Practical case 3: differences in the results of different programmes
It is worth noting that there is no universal programme that all scientific journals use. Each scientific publication independently selects tools to check articles for traces of artificial intelligence. It is this aspect that significantly affects the objectivity of the results.
For example, in this case, two different detectors were used to analyse one article: Turnitin and Pangram. The report provided by the first platform states that 45% of the text was generated by artificial intelligence.

As for Pangram, it determined that the article was 75% the result of AI. As we can see, the difference between the results obtained is enormous.

This situation clearly demonstrates that each text verification tool has its own algorithms, criteria, and approaches to recognising generated content. The lack of uniform detection standards means that the fate of a scientific article may depend not on its actual quality and originality, but on which programme a particular journal has chosen.
Should AI detection tools be trusted?
The examples given and the shortcomings mentioned above show that modern artificial intelligence detectors have significant limitations and inaccuracies that call into question their reliability as the sole criterion for evaluation. They can produce unpredictable results, do not always take into account the context of technology use, and sometimes mistakenly identify well-written academic texts as AI-generated. When the same text receives different ratings in different checks, and attempts to correct the marked fragments lead to unexpected results, it becomes clear that these tools have not yet reached the required level of accuracy.

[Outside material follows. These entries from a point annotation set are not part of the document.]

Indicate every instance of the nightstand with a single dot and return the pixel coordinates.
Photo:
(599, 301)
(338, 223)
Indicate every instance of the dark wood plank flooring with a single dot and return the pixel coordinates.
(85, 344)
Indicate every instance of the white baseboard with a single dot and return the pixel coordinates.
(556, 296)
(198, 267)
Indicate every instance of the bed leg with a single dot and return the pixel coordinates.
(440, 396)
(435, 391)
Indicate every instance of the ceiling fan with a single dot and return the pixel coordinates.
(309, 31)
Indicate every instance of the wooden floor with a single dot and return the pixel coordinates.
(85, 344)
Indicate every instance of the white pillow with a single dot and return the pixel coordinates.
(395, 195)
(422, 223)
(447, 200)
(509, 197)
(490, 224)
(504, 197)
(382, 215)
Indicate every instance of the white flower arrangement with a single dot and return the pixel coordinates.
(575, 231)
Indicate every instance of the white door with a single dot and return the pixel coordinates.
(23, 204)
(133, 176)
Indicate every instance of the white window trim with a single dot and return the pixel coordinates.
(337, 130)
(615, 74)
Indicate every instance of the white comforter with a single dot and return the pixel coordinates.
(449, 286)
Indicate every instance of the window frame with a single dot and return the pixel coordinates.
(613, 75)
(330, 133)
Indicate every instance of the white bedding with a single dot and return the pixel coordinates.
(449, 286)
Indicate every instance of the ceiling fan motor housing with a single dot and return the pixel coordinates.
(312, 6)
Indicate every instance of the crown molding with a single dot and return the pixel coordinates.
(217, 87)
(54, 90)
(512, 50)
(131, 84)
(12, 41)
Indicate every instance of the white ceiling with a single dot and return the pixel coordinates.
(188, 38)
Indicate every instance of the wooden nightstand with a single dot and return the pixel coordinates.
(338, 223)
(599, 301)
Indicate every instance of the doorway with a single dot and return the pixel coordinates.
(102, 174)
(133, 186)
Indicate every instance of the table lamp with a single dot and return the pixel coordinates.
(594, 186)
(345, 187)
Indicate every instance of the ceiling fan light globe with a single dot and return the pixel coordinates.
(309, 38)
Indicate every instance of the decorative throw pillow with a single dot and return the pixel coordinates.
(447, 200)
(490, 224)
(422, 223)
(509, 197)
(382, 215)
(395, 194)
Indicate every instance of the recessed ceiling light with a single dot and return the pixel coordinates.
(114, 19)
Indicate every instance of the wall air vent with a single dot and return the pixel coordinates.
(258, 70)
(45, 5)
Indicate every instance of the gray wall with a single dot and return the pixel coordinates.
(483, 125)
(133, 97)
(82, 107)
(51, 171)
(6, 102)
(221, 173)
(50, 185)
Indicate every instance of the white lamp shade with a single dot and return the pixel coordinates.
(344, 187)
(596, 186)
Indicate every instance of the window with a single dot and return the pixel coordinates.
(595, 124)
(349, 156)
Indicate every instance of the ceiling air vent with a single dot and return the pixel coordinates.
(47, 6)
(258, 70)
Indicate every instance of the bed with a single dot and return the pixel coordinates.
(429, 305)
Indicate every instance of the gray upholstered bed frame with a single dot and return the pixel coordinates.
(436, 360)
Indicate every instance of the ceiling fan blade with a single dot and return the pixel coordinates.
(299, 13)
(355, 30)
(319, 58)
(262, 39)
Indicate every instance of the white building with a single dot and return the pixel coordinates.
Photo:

Therefore, using them as the main or sole criterion when making decisions about publication is risky. Even the developers of these systems themselves note that their programmes are not perfect and can make mistakes, and that the result of the check is only a probabilistic assumption about the origin of the text, not definitive proof.
First and foremost, the academic community must develop transparent policies on the ethical use of AI, focusing on the assessment of the author's originality, methodology and scientific contribution. Only such an approach will preserve academic integrity while adapting to the rapid development of modern technologies.